Bu tür vakalar münferit de değil. Rula isimli bir başka hasta hayatını değiştirecek çok ciddi bir tıbbi kararın (rahminin alınması kararının) alınmasından önce büyük iletişim engelleri yaşamış. Bu gibi kritik durumlarda Google Translate gibi çevrimiçi çeviri araçlarına ve makine çevirisine bel bağlanılması, bu örneklerde de raporlandığı üzere, korkunç sonuçlar doğurabiliyor. Bu araçlar, günlük basit çeviriler için faydalı olsa da, uzmanlık gerektiren tıbbi bilgilerin aktarılmasında ve hastaların endişelerinin anlaşılmasında yetersiz kalıyorlar.
Sağlık Hizmetleri Güvenliği Araştırma Şubesi (HSIB), uzman yardımı alma konusunda yaşanan gecikmelerin ve İngilizce konuşamayan hastalarla yetersiz iletişimin yaygın sorunlar olduğunu tespit etmiş. Ulusal Kamu Hizmeti Tercümanları Sicili de sağlık hizmetlerinde kötü yönetilen dil hizmetlerinin yanlış teşhis ve en ciddi vakalarda ölümle sonuçlanabilecek risklerini vurguluyor.

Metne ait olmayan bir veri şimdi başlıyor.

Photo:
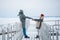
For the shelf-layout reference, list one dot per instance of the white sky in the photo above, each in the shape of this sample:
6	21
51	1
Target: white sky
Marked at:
31	8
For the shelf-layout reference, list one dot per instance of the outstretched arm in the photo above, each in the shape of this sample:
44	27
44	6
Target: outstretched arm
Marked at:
29	17
38	20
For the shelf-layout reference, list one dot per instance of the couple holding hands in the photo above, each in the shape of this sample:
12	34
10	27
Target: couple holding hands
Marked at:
22	18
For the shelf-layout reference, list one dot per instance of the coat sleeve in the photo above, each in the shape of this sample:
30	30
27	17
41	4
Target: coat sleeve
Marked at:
38	20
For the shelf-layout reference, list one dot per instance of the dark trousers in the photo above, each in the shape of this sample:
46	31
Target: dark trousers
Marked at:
24	31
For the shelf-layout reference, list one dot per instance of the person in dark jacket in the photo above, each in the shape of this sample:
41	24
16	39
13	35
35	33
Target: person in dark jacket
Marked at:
39	23
23	19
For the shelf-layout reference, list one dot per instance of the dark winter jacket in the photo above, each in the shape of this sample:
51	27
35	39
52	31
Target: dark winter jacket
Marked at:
23	18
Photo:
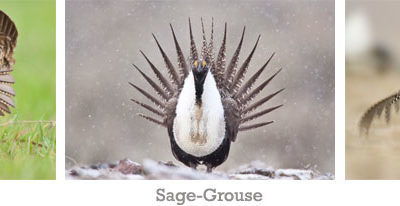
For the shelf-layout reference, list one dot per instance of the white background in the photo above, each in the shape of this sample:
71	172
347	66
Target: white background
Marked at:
336	192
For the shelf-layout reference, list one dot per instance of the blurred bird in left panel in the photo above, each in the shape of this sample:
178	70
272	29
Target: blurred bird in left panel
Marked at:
27	89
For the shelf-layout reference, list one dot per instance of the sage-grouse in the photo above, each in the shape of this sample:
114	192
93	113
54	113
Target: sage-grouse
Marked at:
8	42
205	103
375	111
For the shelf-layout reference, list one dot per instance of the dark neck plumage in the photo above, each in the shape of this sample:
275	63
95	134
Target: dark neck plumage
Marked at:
199	79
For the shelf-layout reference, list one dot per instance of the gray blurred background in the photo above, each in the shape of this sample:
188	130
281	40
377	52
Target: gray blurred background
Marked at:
103	38
371	76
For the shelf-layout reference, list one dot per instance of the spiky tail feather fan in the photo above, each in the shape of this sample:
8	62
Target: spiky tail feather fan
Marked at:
376	110
229	80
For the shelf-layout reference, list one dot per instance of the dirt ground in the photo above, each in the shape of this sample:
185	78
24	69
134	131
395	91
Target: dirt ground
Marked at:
376	156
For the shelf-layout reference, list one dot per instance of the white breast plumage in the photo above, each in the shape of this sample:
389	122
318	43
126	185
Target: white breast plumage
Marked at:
199	130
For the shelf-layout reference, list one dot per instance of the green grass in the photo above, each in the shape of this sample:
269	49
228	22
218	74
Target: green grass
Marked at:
27	140
28	151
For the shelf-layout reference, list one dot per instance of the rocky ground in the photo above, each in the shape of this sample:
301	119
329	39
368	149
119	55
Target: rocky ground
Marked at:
150	169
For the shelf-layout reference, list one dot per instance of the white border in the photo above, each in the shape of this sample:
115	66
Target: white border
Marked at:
336	192
60	89
340	90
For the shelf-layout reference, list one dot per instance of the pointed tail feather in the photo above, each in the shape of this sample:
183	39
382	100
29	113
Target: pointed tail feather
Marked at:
164	82
243	69
376	110
204	47
171	70
259	114
193	51
162	93
148	107
259	103
219	68
249	84
161	123
257	90
254	126
211	43
231	69
183	68
149	96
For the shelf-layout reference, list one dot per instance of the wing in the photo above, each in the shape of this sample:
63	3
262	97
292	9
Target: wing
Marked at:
376	110
8	42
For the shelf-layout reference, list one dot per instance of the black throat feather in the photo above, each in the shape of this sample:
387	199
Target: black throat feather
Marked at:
199	79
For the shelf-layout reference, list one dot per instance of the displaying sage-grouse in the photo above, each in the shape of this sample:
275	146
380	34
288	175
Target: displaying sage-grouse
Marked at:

2010 Eşitlik Yasası, kamu sektörüne etkileşimlerinde tercüman kullanımını zorunlu kılmaktaysa da NHS’deki tercümanlık hizmetlerinin yetersiz olduğu görünüyor. Dil engelleri, Royal College of Obstetricians and Gynaecologists’ten Profesör Hassan Shehata’nın da vurguladığı üzere, beyaz olmayan kadınlar için sonuçlardaki eşitsizlikleri daha da kötüleştiriyor.
Sağlık hizmetlerinde insan çevirmenlerin ve tercümanların ne denli önemli olduğunu bir kez daha hatırlamak çok önemli. Teknolojik gelişmeler beraberlerinde bir takım avantajlar getiriyor olsalar da, eğitimli insan tercümanların sunduğu duygusal zeka, kültürel farkındalık ve detaylı iletişimin yerini alamıyorlar. NHS’nin dil hizmetlerini gözden geçirme ve geliştirme konusundaki kararlılığı, sağlık sisteminin iyileştirilmesi yönünde atılmış olumlu bir adım olacaktır.
Sağlık hizmeti sağlayıcılarının, dil engellerinin sadece lojistik bir sorun değil, hasta sonuçlarını ve güvenliğini etkileyebilecek kritik bir faktör olduğunu anlamaları çok önemlidir. Yetenekli ve profesyonel tercümanlara ve çevirmenlere yatırım yapmak sadece Eşitlik Yasası kapsamında yasal bir yükümlülük değil, aynı zamanda herkes için adil ve güvenli sağlık hizmeti sağlamak adına ahlaki bir görevdir. NHS’de meydana gelen trajediler, dünyanın dört bir yanındaki sağlık sistemlerine, insan çevirmenlerin ve tercümanların güvenli, etkili ve empatik bakım sağlamadaki paha biçilmez katkılarını bizlere bir kez daha hatırlatmaktadır.